Como a senhora vê o futuro da atuação da ONU?
Nunca se precisou tanto da ONU como hoje, neste cenário tão conturbado. A ONU pode criar espaços de negociação. Se a ONU não existisse, estaríamos numa situação ainda mais caótica e complicada. Embora a ONU seja uma governança imperfeita, é um espaço que torna soluções viáveis e possíveis.

A que país a senhora daria um prêmio de bom negociador em 2016?
Há alguns exemplos brilhantes. No no início de 2016, tivemos uma evolução muito positiva na situação do Irã, com a negociação pela qual foi possível assegurar a natureza pacífica do programa nuclear e, com isso, a remoção do regime de sanções multilaterais e a recuperação do Irã no seio da comunidade internacional. Foi uma negociação muito bem sucedida e o prêmio iria para todos os atores que participaram, o grupo chamado E3+3, que são os três europeus - França, Reino Unido e Alemanha - mais Estados Unidos, Rússia, China, e o Irã, naturalmente. Outro evento positivo foi a negociação entre Cuba e Estados Unidos, mediada pelo Vaticano e com apoio da Venezuela. Houve também o acordo de paz na Colômbia.

Como foi a experiência como embaixadora na Alemanha?
Muito boa, é um parceiro extraordinário do Brasil. São relações muito positivas, mutuamente relevantes e próximas, que vão continuar sólidas. Há uma presença muito importante da Alemanha no Brasil, através da imigração das comunidades de ascendência alemã, da forte presença de empresas aqui, em torno de 1.400, muitas delas há quase cem anos ou até mais, com relevante comércio bilateral. A cooperação em matérias de ciência, tecnologia, inovação também é muito importante. Houve também um desdobramento muito interessante, pois um grande número de estudantes do programa Ciência Sem Fronteiras escolheu as universidades alemãs para a realização dos seus programas. Tivemos mais de sete mil alunos brasileiros no período entre 2011 e 2014.

E que outras parcerias são relevantes para o Brasil?
Na área de meio ambiente, de desenvolvimento sustentável, temos também uma cooperação de muitos anos com a Alemanha. Há um projeto fantástico, que pouca gente conhece, que é o Observatório da Amazônia, com equipamentos para medir a emissão de gás carbônico pela floresta. A Alemanha valoriza a relação com o Brasil e mantém conosco um mecanismo chamado de Consultas Intergovernamentais de Alto Nível, que eles têm com poucos países.

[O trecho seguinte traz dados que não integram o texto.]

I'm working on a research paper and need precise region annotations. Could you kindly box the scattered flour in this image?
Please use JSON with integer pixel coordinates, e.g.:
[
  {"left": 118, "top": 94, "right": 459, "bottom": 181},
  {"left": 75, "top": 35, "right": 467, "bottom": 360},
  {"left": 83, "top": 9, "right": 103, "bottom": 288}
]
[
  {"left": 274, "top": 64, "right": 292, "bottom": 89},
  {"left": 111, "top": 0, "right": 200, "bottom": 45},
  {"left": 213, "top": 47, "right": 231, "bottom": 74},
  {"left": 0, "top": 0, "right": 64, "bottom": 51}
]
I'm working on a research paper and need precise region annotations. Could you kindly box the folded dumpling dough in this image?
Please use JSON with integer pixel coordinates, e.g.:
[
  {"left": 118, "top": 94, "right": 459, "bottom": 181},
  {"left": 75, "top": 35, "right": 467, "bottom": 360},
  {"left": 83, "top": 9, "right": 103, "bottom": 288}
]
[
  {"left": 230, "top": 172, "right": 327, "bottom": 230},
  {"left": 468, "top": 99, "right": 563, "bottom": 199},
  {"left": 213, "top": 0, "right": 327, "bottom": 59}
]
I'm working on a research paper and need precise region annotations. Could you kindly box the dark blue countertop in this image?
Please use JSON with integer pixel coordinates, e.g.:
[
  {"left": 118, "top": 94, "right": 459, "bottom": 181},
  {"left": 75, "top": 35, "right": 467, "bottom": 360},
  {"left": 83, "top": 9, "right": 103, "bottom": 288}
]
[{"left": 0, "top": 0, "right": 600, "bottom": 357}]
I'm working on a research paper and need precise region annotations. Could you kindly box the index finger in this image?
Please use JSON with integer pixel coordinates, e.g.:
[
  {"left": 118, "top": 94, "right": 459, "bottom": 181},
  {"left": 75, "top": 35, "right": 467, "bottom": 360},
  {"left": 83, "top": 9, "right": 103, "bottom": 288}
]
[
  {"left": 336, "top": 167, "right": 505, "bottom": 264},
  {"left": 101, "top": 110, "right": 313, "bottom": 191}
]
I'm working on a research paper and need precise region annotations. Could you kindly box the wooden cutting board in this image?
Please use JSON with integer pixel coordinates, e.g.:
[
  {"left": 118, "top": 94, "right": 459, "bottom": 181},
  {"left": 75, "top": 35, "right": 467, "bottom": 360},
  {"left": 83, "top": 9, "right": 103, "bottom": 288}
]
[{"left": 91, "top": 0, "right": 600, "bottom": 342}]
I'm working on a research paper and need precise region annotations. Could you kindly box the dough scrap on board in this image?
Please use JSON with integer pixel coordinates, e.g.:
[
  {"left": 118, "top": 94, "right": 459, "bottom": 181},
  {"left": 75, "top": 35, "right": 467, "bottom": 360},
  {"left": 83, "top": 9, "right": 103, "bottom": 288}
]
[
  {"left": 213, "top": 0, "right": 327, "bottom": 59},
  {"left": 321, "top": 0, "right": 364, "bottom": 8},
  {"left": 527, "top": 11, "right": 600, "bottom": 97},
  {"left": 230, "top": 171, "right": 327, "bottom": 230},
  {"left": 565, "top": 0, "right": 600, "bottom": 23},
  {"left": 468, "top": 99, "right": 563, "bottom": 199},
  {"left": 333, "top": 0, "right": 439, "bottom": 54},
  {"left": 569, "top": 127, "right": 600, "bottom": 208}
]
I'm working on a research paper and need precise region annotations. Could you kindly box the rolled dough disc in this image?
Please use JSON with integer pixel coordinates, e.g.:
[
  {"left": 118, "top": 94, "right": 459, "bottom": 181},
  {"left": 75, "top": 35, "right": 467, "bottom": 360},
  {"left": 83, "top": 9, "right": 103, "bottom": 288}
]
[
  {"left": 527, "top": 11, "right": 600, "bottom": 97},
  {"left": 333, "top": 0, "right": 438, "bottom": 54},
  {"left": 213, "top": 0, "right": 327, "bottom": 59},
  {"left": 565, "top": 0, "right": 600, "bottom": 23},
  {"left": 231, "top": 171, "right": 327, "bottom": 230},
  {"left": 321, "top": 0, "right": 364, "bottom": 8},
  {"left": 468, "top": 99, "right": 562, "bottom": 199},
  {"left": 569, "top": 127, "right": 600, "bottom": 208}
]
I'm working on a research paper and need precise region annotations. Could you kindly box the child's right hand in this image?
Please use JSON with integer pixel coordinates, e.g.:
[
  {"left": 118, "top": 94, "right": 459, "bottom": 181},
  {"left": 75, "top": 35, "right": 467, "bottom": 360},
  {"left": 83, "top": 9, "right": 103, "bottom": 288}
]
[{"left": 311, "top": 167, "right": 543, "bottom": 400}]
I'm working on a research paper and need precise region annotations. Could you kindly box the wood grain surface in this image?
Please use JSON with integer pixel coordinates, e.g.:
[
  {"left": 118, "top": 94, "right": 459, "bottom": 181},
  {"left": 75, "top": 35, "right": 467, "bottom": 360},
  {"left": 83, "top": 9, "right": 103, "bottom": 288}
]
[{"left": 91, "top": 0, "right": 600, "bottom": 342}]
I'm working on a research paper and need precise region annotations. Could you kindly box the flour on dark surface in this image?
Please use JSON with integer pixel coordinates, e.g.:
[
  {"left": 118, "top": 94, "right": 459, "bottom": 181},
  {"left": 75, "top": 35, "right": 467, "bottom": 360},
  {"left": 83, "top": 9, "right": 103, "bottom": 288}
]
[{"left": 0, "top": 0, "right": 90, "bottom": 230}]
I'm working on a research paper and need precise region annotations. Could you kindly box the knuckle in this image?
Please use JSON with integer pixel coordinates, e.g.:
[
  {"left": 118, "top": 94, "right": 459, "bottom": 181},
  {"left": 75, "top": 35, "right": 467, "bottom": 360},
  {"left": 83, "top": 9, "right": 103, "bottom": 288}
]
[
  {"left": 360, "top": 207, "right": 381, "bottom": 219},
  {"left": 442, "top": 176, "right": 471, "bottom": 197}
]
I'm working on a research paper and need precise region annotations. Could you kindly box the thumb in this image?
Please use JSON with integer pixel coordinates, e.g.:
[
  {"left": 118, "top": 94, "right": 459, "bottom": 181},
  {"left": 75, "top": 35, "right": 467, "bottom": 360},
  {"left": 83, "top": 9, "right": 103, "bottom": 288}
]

E quanto às relações com a Ásia e as nações do Pacífico?
Temos uma relação muito tradicional com o Japão. Mas também parcerias novas e muito importantes com a China, que se transformou no principal parceiro comercial do Brasil desde 2009. Há relações muito relevantes com os países da Ásia, que crescem em ritmo acelerado e representam mercados importantes na área de agronegócio, aviões. Com alguns desses países podemos incrementar a cooperação na área de ciência e tecnologia. É uma área extremamente interessante e importante para o Brasil, com a qual temos um acervo de realizações e sobretudo um potencial muito grande ainda a desenvolver. A Índia é um exemplo de país importantíssimo e com o qual também temos uma cooperação tradicional muito forte no plano multilateral e que tem se desenvolvido também muito no plano bilateral, com uma série de iniciativas na área de saúde, agricultura, defesa, uma série de setores nos quais temos aprofundado e fortalecido a cooperação.